E poi i contenuti: anticipando la tendenza alla settimanalizzazione dei quotidiani, Scalfari preferì all’asettica cronaca una lettura critica dell’accaduto, contestualizzato nello scenario politico, economico e sociale che lo aveva determinato. Con la conseguenza, che è sempre stata il grande limite del suo modo di fare giornalismo, che i fatti non risultavano mai separati dalle opinioni: in questo modo si attuava il programma pedagogico, non a torto contestato dai detrattori, di formare, più che di informare, i lettori di un quotidiano che ambiva a recitare un ruolo politico. E infine quell’inclinazione al libertinaggio intellettuale: un’attitudine tra lo snobismo e la guasconeria, con ampia facoltà di contraddirsi, che portò Scalfari a decisioni innovative, come quando affidò la critica televisiva a Beniamino Placido, un folletto shakespeariano, o come quando rinnegò il disegno originario di un giornale privo di pagine sportive ingaggiando firme sensazionali, autentici artisti della parola come i tre Gianni (Brera, Clerici, Mura).
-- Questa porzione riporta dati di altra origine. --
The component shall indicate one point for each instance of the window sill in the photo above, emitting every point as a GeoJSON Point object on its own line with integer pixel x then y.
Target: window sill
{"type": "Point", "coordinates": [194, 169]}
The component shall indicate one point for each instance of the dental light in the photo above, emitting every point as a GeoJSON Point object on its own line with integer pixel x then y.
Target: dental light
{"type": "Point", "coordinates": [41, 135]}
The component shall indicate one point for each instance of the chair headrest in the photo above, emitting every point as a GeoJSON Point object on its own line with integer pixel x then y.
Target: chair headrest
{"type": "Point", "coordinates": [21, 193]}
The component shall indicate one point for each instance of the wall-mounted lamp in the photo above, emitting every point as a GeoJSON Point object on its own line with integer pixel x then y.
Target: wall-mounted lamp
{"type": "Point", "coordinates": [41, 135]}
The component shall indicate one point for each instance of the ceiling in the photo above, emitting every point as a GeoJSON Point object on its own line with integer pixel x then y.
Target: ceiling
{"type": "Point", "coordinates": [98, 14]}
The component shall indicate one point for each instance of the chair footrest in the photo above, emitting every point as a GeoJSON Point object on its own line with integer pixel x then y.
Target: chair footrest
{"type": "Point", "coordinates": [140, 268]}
Il libertinaggio fu ancora più evidente e spregiudicato nelle scelte politiche, non sempre felici: l’adesione al Psi, di cui fu anche deputato in Parlamento, e la successiva furiosa opposizione a Bettino Craxi, il sostegno al Pci e la non meno fallimentare sbandata per Ciriaco De Mita. Ma anche sbagliando cavallo Scalfari ci mise sempre la faccia, come, sulla sponda opposta, Indro Montanelli: due maestri di cui il giornalismo italiano sembra aver ereditato solo il narcisismo e l’autoreferenzialità.